The Holden Colorado utility vehicle and similar Holden Colorado 7 sport utility vehicle (SUV) were sold in Australasia by Holden. Introduced in 2008 to replace the Holden Rodeo the Australasian Colorado was built by GM Thailand and is essentially a rebadged version of the facelifted Thai-specification Colorado, retaining its front styling which differed from the American-market equivalent Chevrolet Colorado. The Colorado was sold alongside the almost identical Isuzu D-Max, also released in 2008.

The second-generation Holden Colorado was revealed at the 2011 Australian International Motor Show and went on sale in June 2012 in both Australia and New Zealand, also sourced from the Rayong factory in Thailand. Only one engine is offered, the 2.8 L turbo diesel, built by GM Thailand. In order from lowest to highest, trims include the LS, LT, LSX, LTZ, LTZ+ and Z71 for the 2020 model year. The LS and LT are basic trims, LSX and Z71 are designed with a focus on off-roading, LTZ and LTZ+ are designed with a focus on luxury. LT is only available as a RWD, LSX, LTZ+ and Z71 are only available as 4WD.
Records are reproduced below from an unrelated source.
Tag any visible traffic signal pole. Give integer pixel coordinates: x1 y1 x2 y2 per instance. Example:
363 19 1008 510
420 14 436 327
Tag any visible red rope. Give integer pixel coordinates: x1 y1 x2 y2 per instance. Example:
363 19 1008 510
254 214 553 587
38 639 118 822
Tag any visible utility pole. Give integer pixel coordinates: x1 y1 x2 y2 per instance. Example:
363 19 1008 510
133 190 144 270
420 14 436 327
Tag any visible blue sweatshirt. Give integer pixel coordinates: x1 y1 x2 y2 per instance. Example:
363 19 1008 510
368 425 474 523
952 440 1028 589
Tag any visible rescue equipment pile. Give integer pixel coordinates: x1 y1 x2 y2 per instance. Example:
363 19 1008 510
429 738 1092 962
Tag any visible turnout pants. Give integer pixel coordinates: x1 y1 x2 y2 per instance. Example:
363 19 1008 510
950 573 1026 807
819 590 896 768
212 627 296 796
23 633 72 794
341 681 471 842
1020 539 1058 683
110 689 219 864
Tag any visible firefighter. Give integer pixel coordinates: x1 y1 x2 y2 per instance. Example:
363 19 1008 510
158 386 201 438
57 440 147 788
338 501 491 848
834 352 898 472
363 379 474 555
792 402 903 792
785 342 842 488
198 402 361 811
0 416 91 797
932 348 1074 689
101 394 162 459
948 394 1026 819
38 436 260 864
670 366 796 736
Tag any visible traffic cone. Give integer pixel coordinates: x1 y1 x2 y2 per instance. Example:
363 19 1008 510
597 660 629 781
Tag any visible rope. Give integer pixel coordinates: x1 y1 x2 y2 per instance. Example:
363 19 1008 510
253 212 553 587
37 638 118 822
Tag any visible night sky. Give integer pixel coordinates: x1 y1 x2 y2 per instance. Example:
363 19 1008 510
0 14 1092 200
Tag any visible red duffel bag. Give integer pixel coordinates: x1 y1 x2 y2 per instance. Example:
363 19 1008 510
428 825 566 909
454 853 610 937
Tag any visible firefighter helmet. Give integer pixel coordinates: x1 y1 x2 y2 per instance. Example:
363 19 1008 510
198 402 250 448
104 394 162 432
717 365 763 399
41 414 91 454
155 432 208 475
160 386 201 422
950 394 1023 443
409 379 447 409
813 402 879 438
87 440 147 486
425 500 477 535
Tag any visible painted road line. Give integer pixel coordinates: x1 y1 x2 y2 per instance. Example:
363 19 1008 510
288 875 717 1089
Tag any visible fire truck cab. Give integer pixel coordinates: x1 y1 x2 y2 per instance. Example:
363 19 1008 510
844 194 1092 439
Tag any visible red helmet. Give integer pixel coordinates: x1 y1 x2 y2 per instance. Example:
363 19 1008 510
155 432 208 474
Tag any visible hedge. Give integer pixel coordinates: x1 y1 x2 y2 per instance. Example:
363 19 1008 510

The Brazilian-built Chevrolet S-10 dual-cab became the 2017 facelifted model. The Colorado and Colorado 7, the latter rebadged as Chevrolet Trailblazer SUV in 2017, were made at the GM Thailand plant for both the Asian and Australasian markets Both were discontinued in 2020 due to the demise of Holden brand and the closure of GM Thailand plant.